COLLEGE STATION, Texas — Welcome to the 21st century space race: The goal isn’t to put a man on the moon, it’s getting a traveler from Los Angeles to San Francisco in 30 minutes or less.That’s the Hyperloop vision of SpaceX and Tesla Motors CEO Elon Musk. And thousands of students converged on Texas A&M University last weekend in a bid to make this “fifth mode of transportation” happen.

Three years ago, Musk published a white paper proposing his idea for revolutionizing transit by transporting passengers in a pod traveling at subsonic speeds of 750 mph through a tube, somewhat similar to the old pneumatic office mail delivery systems (ClimateWire, Aug. 13, 2013).

Too busy building rockets and electric vehicles, Musk is merely interested in facilitating Hyperloop, creating a competition for students to design pods for the system (E&ENews PM, June 15, 2015).

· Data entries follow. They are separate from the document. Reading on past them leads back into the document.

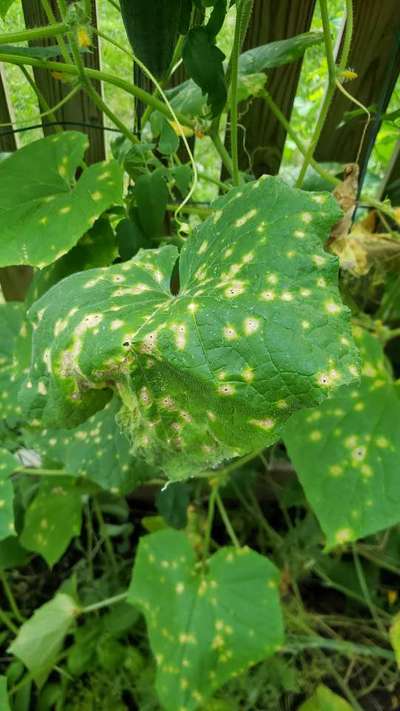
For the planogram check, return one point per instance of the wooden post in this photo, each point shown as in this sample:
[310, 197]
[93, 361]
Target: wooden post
[80, 109]
[262, 134]
[375, 56]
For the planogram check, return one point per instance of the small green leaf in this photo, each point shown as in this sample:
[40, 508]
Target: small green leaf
[214, 371]
[40, 639]
[394, 636]
[130, 238]
[48, 529]
[204, 64]
[44, 211]
[204, 627]
[4, 705]
[8, 464]
[346, 453]
[323, 699]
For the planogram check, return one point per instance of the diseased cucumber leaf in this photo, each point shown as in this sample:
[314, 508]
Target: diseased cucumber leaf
[40, 639]
[346, 452]
[14, 356]
[216, 370]
[204, 626]
[97, 450]
[44, 211]
[49, 529]
[8, 464]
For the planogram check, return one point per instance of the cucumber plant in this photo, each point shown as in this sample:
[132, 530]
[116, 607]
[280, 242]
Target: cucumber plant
[165, 341]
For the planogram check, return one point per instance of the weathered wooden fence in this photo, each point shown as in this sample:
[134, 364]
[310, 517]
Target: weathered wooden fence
[375, 56]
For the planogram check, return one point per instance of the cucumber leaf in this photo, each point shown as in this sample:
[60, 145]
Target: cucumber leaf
[44, 210]
[214, 371]
[40, 639]
[346, 452]
[48, 530]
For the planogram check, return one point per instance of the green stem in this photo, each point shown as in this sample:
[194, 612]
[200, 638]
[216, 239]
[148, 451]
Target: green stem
[41, 99]
[36, 33]
[96, 74]
[56, 107]
[10, 597]
[95, 96]
[224, 515]
[210, 519]
[41, 472]
[234, 64]
[293, 135]
[5, 619]
[192, 209]
[366, 593]
[53, 21]
[221, 150]
[348, 36]
[328, 94]
[104, 534]
[104, 603]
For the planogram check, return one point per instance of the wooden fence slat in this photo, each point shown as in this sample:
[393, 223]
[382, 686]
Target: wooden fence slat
[375, 56]
[8, 142]
[263, 136]
[80, 109]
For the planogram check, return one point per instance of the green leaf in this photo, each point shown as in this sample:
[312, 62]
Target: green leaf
[394, 636]
[4, 7]
[130, 238]
[96, 450]
[323, 699]
[8, 464]
[215, 371]
[346, 453]
[4, 705]
[12, 555]
[204, 626]
[49, 529]
[43, 210]
[187, 97]
[40, 639]
[97, 248]
[204, 64]
[15, 351]
[172, 502]
[276, 54]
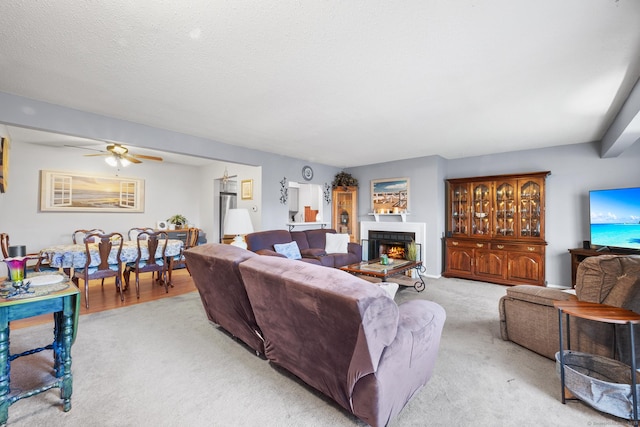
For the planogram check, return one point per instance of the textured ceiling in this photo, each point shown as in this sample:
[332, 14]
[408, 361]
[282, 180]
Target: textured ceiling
[344, 83]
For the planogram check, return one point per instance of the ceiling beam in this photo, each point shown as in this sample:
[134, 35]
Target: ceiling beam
[625, 129]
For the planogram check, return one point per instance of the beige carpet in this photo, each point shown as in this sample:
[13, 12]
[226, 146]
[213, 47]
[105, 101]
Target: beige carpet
[162, 364]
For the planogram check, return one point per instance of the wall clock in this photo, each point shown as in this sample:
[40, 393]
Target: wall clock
[307, 173]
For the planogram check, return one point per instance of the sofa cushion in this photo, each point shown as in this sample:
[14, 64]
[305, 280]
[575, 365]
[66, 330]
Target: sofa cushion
[215, 272]
[313, 252]
[316, 238]
[266, 239]
[290, 250]
[336, 243]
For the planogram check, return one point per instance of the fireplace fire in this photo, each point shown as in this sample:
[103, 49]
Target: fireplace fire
[394, 244]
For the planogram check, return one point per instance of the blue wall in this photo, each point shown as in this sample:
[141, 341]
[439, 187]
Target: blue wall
[575, 169]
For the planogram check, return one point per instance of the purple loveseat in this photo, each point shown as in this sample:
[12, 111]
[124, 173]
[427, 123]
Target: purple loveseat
[311, 243]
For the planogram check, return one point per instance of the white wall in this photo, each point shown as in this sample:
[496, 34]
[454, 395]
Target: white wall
[168, 190]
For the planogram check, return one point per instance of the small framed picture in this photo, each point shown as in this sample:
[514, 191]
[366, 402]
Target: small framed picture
[246, 189]
[390, 195]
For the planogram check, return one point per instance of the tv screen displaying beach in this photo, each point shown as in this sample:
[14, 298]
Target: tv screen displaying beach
[615, 217]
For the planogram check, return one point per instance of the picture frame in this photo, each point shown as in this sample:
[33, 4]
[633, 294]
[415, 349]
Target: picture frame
[77, 192]
[390, 195]
[246, 189]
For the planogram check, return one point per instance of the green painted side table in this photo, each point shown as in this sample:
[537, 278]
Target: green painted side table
[65, 306]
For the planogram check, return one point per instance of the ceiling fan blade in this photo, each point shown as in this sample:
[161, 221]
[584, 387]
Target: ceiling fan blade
[84, 148]
[143, 156]
[130, 158]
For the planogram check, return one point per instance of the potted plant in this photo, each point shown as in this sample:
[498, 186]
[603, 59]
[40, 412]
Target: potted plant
[343, 179]
[177, 221]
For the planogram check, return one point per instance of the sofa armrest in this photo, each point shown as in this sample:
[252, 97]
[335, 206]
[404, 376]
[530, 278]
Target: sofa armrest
[269, 252]
[405, 365]
[538, 294]
[355, 248]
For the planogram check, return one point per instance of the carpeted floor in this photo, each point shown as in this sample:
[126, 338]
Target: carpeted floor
[162, 364]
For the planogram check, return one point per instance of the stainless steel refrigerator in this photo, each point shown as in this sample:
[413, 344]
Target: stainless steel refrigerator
[227, 201]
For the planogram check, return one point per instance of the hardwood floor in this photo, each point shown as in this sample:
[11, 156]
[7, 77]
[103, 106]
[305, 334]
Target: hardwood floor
[107, 298]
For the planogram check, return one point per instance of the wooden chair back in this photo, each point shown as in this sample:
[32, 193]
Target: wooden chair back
[104, 269]
[79, 235]
[152, 240]
[192, 238]
[156, 244]
[191, 241]
[133, 232]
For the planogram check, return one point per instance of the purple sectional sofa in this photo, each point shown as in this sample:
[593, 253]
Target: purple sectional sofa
[342, 335]
[311, 243]
[215, 272]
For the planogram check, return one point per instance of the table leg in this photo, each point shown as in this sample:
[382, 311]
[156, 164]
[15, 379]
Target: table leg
[4, 370]
[64, 331]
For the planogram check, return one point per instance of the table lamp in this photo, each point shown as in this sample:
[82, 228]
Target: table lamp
[238, 222]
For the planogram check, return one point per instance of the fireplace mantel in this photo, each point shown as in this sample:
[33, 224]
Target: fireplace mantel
[402, 215]
[419, 228]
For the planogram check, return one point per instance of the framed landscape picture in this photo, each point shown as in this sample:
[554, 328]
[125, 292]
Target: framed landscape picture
[390, 195]
[74, 192]
[246, 187]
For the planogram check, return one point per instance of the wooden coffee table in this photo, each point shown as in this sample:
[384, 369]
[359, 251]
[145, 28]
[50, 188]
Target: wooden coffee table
[373, 268]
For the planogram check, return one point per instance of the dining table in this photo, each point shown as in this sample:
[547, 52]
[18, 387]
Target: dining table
[68, 256]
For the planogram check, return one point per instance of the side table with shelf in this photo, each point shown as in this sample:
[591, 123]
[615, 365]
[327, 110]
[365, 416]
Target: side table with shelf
[613, 400]
[65, 306]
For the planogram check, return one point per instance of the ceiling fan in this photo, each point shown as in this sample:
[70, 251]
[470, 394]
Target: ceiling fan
[118, 154]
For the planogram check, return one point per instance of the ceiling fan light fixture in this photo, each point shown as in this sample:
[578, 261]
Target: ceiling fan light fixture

The more than 100 teams at Texas A&M were semifinalists chosen from a field of 1,700 applicants. At the end of the weekend, SpaceX gave the 22 finalists $150,000 each to build prototypes that will be raced on a test track at company headquarters this summer.

In his paper, Musk described Hyperloop as the most promising solution to congestion, pollution and the high cost of high-speed rail “short of figuring out real teleportation, which would of course be awesome.”

Skeptics laughed off the proposal as something from “Star Trek.” Today they remain doubtful, calling the pipe dream too far out to ever replace high-speed rail.

But a little bit of cynicism didn’t bother the competitors in Texas.

“Everything is science fiction until someone finds a way to make it science,” said Patrick McKeen, a junior from Harvey Mudd College in Claremont, Calif.